Лиззи моргнула. Любопытство пересилило страх.
– А какие бывают проклятья?
– Ты хочешь купить заговор?
– Нет, просто интересуюсь.
– Мом не любит пустых вопросов, мисси. Ты пришла по делу, вот и говори, чего тебе надо. – Дружелюбие улетучилось.
– Простите, – пробормотала Лиззи. Она собрала юбки, собираясь встать и покинуть хижину. Однако просто так уйти она не решилась. Каролина ни за что ей этого не простит. Надо хотя бы спросить, подумала Лиззи.
– Пожалуйста, мэм, – сказала она. – Я слышала, как-то одна девушка влюбилась, и вы ей помогли.
Она с тревогой ожидала ответа, чувствуя себя неловко. Если женщина будет смеяться над ней, она убежит.
– Ах, золотко, – проворковала мом Роза. – девушек и юношей, которым я помогла, больше, чем тебе лет. Почти все хотят любви, а не проклятий. О Творец, о любви я знаю все.
– Так вы поможете мне? – Лиззи заговорила настойчивей.
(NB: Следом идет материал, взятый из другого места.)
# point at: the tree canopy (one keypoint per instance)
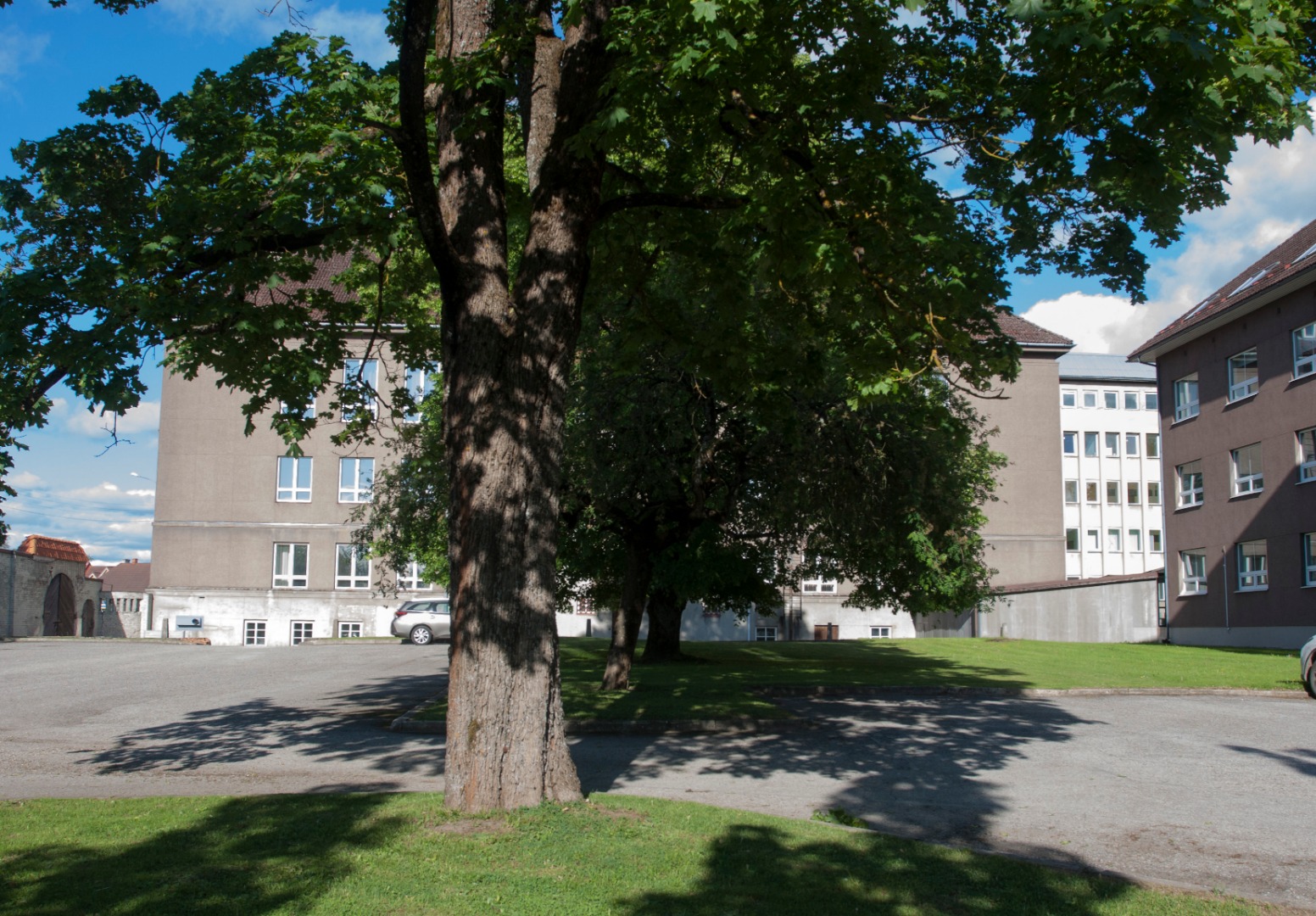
(898, 154)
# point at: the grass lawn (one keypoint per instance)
(717, 682)
(405, 854)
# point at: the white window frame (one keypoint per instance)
(1192, 572)
(361, 376)
(412, 578)
(355, 574)
(1304, 350)
(1244, 386)
(355, 479)
(1252, 567)
(299, 484)
(1253, 481)
(1191, 483)
(254, 632)
(1306, 455)
(286, 574)
(1186, 405)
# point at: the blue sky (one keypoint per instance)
(71, 484)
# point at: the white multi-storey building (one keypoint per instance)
(1111, 460)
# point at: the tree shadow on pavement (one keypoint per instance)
(753, 869)
(352, 728)
(245, 856)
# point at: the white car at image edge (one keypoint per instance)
(1307, 666)
(422, 622)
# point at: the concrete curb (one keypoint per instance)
(1027, 692)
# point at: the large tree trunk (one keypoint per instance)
(663, 643)
(627, 617)
(505, 360)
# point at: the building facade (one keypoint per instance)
(1111, 466)
(1237, 384)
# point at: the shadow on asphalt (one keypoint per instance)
(916, 768)
(353, 727)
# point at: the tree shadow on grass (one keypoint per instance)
(352, 728)
(756, 869)
(245, 856)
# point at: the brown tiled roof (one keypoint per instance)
(1027, 333)
(40, 545)
(1274, 267)
(123, 577)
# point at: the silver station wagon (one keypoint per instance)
(422, 622)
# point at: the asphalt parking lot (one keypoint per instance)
(1207, 791)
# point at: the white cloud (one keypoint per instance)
(142, 419)
(1270, 198)
(257, 19)
(20, 50)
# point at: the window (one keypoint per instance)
(353, 567)
(360, 383)
(1306, 455)
(290, 565)
(1304, 350)
(1194, 572)
(1186, 398)
(253, 632)
(1246, 469)
(1252, 567)
(1242, 376)
(355, 479)
(293, 481)
(1190, 483)
(412, 578)
(420, 382)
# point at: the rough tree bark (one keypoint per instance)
(663, 643)
(507, 352)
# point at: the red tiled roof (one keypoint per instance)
(1274, 267)
(53, 548)
(1027, 333)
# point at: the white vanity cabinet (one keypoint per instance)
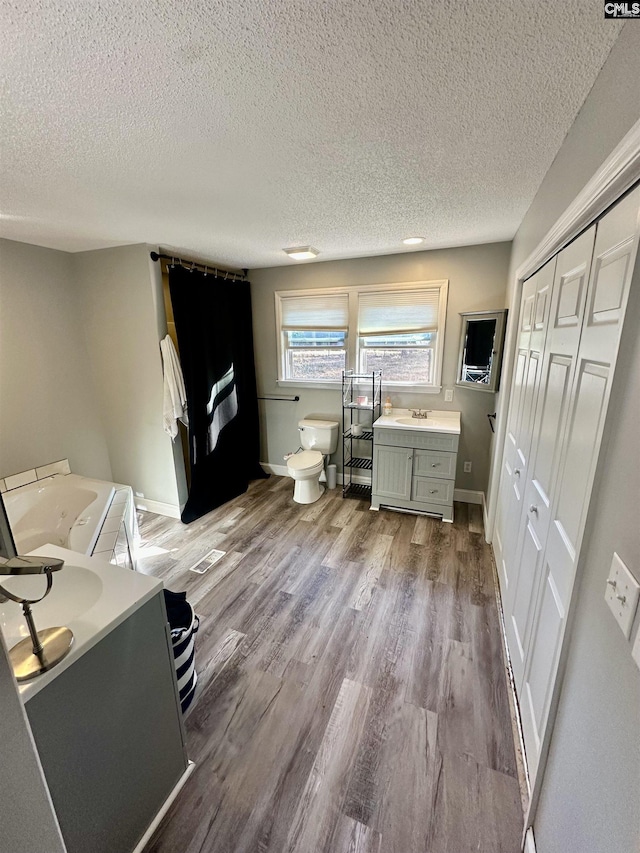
(414, 469)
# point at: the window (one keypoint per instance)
(396, 328)
(397, 332)
(314, 336)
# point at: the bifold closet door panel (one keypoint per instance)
(612, 270)
(534, 314)
(568, 300)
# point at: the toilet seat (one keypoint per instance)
(303, 461)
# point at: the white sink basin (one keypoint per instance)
(416, 422)
(88, 596)
(75, 590)
(438, 421)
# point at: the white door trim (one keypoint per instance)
(619, 172)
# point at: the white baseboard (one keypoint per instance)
(529, 842)
(488, 534)
(468, 496)
(160, 508)
(155, 823)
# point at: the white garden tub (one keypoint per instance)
(65, 510)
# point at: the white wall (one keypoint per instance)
(591, 786)
(28, 823)
(48, 408)
(122, 312)
(477, 282)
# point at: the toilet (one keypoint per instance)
(318, 440)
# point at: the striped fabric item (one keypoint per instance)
(183, 642)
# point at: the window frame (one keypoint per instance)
(352, 338)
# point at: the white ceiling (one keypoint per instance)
(230, 130)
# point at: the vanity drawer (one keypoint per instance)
(446, 441)
(433, 491)
(434, 463)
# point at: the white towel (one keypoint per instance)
(174, 406)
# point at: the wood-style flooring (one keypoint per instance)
(352, 694)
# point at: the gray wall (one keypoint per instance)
(48, 407)
(591, 788)
(477, 281)
(122, 313)
(28, 823)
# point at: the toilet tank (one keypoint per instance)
(319, 435)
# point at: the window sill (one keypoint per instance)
(337, 386)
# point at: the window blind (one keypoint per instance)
(398, 312)
(322, 312)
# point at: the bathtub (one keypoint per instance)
(65, 510)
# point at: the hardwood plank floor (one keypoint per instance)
(352, 695)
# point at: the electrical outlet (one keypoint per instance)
(622, 594)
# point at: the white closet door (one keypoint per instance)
(534, 314)
(609, 283)
(568, 302)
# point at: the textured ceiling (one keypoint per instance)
(230, 130)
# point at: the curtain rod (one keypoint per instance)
(207, 268)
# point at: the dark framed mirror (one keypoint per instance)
(481, 345)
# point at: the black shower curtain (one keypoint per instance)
(215, 338)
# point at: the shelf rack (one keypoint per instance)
(361, 405)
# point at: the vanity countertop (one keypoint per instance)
(92, 599)
(438, 421)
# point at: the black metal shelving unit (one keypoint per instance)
(357, 450)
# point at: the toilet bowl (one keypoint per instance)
(318, 439)
(305, 468)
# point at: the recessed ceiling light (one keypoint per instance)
(301, 253)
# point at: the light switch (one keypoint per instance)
(622, 594)
(636, 650)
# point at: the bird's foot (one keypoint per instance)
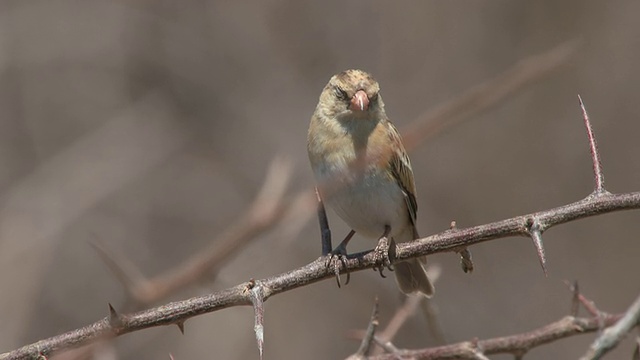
(384, 253)
(338, 257)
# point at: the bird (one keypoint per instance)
(363, 172)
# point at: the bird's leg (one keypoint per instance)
(384, 252)
(325, 232)
(338, 256)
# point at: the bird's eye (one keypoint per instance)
(340, 94)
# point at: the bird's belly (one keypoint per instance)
(370, 203)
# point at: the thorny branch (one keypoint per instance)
(515, 344)
(240, 295)
(177, 313)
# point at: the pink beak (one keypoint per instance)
(359, 101)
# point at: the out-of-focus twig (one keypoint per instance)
(266, 210)
(447, 241)
(482, 97)
(368, 338)
(517, 345)
(611, 336)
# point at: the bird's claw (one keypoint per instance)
(383, 255)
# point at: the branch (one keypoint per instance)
(484, 96)
(515, 344)
(612, 336)
(240, 295)
(265, 212)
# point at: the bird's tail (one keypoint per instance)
(411, 275)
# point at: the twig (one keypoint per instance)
(517, 345)
(367, 339)
(265, 212)
(447, 241)
(595, 155)
(612, 336)
(488, 94)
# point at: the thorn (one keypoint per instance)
(465, 260)
(533, 228)
(114, 318)
(367, 340)
(257, 299)
(575, 302)
(595, 155)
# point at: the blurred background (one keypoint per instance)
(148, 127)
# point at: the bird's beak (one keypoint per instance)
(359, 101)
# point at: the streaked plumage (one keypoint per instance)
(362, 168)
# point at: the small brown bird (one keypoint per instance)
(363, 170)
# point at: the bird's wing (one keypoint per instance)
(402, 172)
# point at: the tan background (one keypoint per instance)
(148, 126)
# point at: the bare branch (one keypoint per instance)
(612, 336)
(518, 345)
(446, 241)
(367, 340)
(484, 96)
(264, 213)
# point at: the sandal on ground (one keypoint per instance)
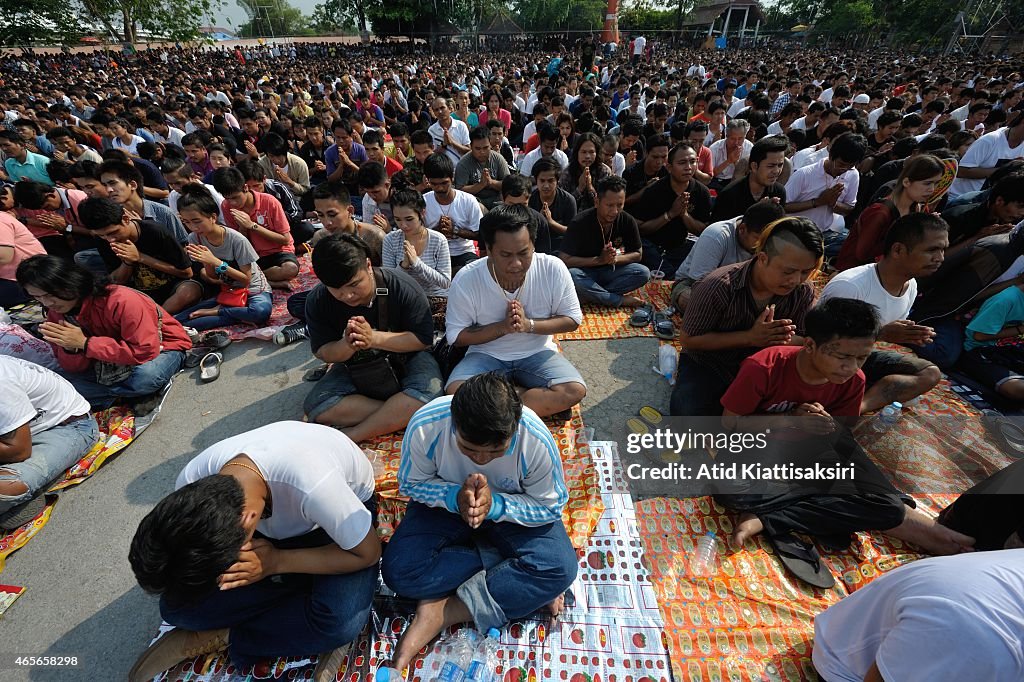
(216, 339)
(209, 368)
(642, 315)
(664, 327)
(802, 560)
(22, 514)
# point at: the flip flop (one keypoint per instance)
(802, 560)
(651, 415)
(637, 426)
(216, 339)
(642, 315)
(18, 516)
(209, 368)
(664, 327)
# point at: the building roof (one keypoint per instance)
(709, 13)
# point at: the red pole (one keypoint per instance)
(610, 33)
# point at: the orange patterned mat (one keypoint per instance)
(751, 621)
(600, 322)
(581, 515)
(117, 427)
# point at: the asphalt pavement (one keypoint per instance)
(82, 599)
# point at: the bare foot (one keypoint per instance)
(631, 302)
(432, 615)
(748, 526)
(923, 530)
(557, 605)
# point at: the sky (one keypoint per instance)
(238, 16)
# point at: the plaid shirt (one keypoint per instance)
(721, 302)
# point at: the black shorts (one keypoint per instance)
(276, 259)
(882, 364)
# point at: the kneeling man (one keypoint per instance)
(264, 552)
(482, 539)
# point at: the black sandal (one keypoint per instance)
(802, 560)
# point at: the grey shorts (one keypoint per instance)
(422, 381)
(882, 364)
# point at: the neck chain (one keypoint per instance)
(267, 507)
(505, 290)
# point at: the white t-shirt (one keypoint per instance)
(459, 132)
(862, 284)
(946, 617)
(526, 163)
(465, 213)
(719, 155)
(34, 395)
(476, 299)
(809, 181)
(987, 152)
(809, 157)
(316, 475)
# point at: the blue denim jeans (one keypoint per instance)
(145, 379)
(293, 614)
(256, 311)
(53, 451)
(605, 285)
(500, 570)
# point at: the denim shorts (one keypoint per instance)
(542, 370)
(53, 451)
(422, 381)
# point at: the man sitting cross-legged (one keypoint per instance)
(263, 552)
(507, 307)
(821, 382)
(602, 249)
(360, 314)
(913, 248)
(482, 540)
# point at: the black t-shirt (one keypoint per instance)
(408, 310)
(156, 242)
(966, 220)
(636, 177)
(658, 198)
(736, 198)
(584, 237)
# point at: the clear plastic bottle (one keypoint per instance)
(888, 417)
(458, 652)
(705, 554)
(667, 359)
(481, 668)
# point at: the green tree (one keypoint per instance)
(332, 15)
(176, 20)
(280, 18)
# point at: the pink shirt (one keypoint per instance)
(16, 236)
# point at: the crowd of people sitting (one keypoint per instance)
(457, 213)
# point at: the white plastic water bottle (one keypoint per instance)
(458, 654)
(667, 363)
(702, 562)
(481, 668)
(886, 419)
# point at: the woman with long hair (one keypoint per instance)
(493, 110)
(229, 266)
(110, 341)
(914, 186)
(585, 170)
(421, 253)
(462, 111)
Вдруг она совершенно поверила в эту женщину. Дым плавал в темных углах комнаты. Струи причудливо вились, сплетаясь и расплетаясь; складывающиеся очертания напоминали фантастических животных или людей. В воображении ее всплыл Лукас Купер: его иссеченные шрамами губы и смеющиеся глаза поддразнивали ее. Она почувствовала невыносимое желание услышать его голос и увидеть, как солнце играет в его волосах.
– Пожалуйста, – сказала она.
– Мисси, ворожба дорого стоит. – Круглое лицо мом Розы расплывалось в дыму.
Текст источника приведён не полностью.